We have no less an authority for this than Max Planck, Nobel laureate, finder of “Planck’s constant.” Planck is famous not only for his science but also for saying that even in physics the radically new ideas are seldom really accepted by the old guard. Instead, said Planck, the progress is made by a new generation that comes along, less brain-blocked by its previous conclusions. Indeed, precisely this sort of brain-blocking happened to a degree in Einstein. At his peak, Einstein was a great destroyer of his own ideas, but an older Einstein never accepted the full implications of quantum mechanics.

On Curiosity

Man’s curiosity, in turn, is much stronger than that of his simian relatives. In advanced human civilization, culture greatly increases the effectiveness of curiosity in advancing knowledge. For instance, Athens (including its colony, Alexandria) developed much math and science out of pure curiosity while the Romans made almost no contribution to either math or science. They instead concentrated their attention on the “practical” engineering of mines, roads, aqueducts, etc. Curiosity, enhanced by the best of modern education (which is by definition a minority part in many places), much helps man to prevent or reduce bad consequences arising from other psychological tendencies. The curious are also provided with much fun and wisdom long after formal education has ended.

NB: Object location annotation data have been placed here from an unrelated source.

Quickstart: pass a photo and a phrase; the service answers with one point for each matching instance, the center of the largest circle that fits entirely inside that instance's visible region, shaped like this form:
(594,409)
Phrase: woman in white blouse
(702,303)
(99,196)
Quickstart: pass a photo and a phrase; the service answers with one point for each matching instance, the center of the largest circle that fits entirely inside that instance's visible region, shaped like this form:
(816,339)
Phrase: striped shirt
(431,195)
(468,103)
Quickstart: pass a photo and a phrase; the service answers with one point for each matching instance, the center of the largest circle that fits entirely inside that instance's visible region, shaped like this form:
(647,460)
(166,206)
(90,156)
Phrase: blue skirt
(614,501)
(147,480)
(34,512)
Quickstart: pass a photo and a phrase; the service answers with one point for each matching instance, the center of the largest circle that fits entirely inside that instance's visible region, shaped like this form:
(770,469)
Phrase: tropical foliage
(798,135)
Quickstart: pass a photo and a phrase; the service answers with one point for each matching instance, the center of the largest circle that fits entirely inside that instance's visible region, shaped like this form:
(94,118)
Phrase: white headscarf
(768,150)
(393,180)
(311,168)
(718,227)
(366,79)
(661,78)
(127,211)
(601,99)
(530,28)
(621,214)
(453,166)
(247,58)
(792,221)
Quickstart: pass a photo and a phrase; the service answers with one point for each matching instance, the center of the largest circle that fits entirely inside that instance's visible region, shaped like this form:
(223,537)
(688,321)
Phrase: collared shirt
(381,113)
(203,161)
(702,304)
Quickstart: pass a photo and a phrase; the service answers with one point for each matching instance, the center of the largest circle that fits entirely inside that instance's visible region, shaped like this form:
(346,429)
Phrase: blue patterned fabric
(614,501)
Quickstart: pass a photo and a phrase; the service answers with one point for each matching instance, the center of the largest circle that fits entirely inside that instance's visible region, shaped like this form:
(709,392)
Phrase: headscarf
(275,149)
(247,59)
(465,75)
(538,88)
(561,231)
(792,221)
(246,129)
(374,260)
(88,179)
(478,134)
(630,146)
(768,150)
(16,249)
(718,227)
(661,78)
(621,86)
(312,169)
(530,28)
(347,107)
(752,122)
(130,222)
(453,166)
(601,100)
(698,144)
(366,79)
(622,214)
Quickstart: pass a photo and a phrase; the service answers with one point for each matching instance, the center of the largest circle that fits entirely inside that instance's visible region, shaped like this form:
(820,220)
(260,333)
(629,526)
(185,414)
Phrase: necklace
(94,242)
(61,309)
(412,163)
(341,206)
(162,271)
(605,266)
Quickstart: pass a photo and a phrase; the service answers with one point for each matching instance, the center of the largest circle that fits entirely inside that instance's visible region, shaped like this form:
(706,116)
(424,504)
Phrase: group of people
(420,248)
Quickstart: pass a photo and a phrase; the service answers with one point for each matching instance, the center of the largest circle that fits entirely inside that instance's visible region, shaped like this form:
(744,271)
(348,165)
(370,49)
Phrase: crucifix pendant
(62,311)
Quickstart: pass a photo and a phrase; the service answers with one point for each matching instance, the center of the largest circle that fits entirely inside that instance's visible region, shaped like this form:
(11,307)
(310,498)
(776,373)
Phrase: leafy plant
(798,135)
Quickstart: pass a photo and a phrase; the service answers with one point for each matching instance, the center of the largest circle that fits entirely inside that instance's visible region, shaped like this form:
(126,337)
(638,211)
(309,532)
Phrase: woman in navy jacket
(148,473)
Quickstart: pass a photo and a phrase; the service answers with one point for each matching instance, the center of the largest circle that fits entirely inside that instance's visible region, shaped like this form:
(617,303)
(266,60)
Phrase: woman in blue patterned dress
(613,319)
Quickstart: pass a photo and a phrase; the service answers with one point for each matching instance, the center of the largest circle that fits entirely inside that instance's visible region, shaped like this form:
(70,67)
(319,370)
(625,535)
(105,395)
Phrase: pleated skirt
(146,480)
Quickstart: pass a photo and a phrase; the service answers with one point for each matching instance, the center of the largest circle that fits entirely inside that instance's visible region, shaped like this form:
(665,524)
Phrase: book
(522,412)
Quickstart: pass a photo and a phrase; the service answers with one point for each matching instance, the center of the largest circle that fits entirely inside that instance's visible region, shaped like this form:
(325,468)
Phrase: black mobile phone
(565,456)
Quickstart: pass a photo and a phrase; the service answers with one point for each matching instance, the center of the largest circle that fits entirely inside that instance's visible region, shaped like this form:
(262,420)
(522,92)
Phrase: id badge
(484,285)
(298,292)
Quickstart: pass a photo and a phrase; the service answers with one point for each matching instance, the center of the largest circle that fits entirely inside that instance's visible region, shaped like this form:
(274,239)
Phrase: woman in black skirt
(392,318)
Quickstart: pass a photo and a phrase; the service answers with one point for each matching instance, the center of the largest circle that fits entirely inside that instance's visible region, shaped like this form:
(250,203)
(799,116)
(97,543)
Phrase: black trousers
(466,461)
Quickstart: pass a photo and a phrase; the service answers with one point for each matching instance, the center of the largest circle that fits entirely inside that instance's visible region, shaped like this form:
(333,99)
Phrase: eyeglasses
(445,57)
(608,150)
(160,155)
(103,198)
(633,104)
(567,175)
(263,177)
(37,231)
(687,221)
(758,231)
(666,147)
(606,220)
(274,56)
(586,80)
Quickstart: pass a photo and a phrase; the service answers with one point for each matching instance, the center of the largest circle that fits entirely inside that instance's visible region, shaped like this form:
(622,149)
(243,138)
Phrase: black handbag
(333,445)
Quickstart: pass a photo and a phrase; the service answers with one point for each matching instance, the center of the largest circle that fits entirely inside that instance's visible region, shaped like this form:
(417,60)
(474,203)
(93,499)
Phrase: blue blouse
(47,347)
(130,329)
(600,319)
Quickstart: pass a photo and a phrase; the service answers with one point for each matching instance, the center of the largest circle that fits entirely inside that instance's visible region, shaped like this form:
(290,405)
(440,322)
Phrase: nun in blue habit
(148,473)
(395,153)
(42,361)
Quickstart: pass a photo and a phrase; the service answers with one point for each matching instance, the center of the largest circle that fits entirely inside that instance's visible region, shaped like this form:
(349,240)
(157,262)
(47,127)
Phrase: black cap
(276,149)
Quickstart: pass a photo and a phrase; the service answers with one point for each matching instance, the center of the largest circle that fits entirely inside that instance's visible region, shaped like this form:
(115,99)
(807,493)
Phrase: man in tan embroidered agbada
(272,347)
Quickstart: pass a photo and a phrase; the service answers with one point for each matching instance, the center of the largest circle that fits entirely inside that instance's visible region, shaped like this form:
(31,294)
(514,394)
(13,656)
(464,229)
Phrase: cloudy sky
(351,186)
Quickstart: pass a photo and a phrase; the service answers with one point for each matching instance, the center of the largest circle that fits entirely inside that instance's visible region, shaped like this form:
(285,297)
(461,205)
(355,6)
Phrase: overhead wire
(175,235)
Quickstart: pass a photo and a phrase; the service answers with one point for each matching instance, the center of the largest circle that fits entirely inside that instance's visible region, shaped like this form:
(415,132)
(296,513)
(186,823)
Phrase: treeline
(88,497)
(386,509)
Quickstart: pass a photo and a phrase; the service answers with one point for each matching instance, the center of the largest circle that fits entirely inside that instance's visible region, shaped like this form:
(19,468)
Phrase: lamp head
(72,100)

On influence from association

To avoid being misled by the mere association of some fact with past success, use this memory clue. Think of Napoleon and Hitler when they invaded Russia after using their armies with much success elsewhere. And there are plenty of mundane examples of results like those of Napoleon and Hitler. For instance, a man foolishly gambles in a casino and yet wins. This unlikely correlation causes him to try the casino again, or again and again, to his horrid detriment. Or a man gets lucky in an odds-against venture headed by an untalented friend. So influenced, he tries again what worked before—with terrible results.

On excessive self regard

Man’s excess of self-regard typically makes him strongly prefer people like himself. Psychology professors have had much fun demonstrating this effect in “lost-wallet” experiments. Their experiments all show that the finder of a lost wallet containing identity clues will be most likely to return the wallet when the owner most closely resembles the finder. Given this quality in psycho- logical nature, cliquish groups of similar persons will always be a very influential part of human culture, even after we wisely try to dampen the worst effects.

On over-optimism

One standard antidote to foolish optimism is trained, habitual use of the simple probability math of Fermat and Pascal, taught in my youth to high school sophomores. The mental rules of thumb that evolution gives you to deal with risk are not adequate. They resemble the dysfunctional golf grip you would have if you relied on a grip driven by evolution instead of golf lessons.

On social proof

And in the highest reaches of business, it is not all uncommon to find leaders who display followership akin to that of teenagers. If one oil company foolishly buys a mine, other oil companies often quickly join in buying mines. So also if the purchased company makes fertilizer. Both of these oil company buying fads actually bloomed, with bad results.

A few more things about Mr. Munger

I’ll miss his witty remarks like this :joy:

“I certainly didn’t invest in crypto. I’m proud of the fact I’ve avoided it. It’s like a venereal disease or something. I just regard it as beneath contempt.”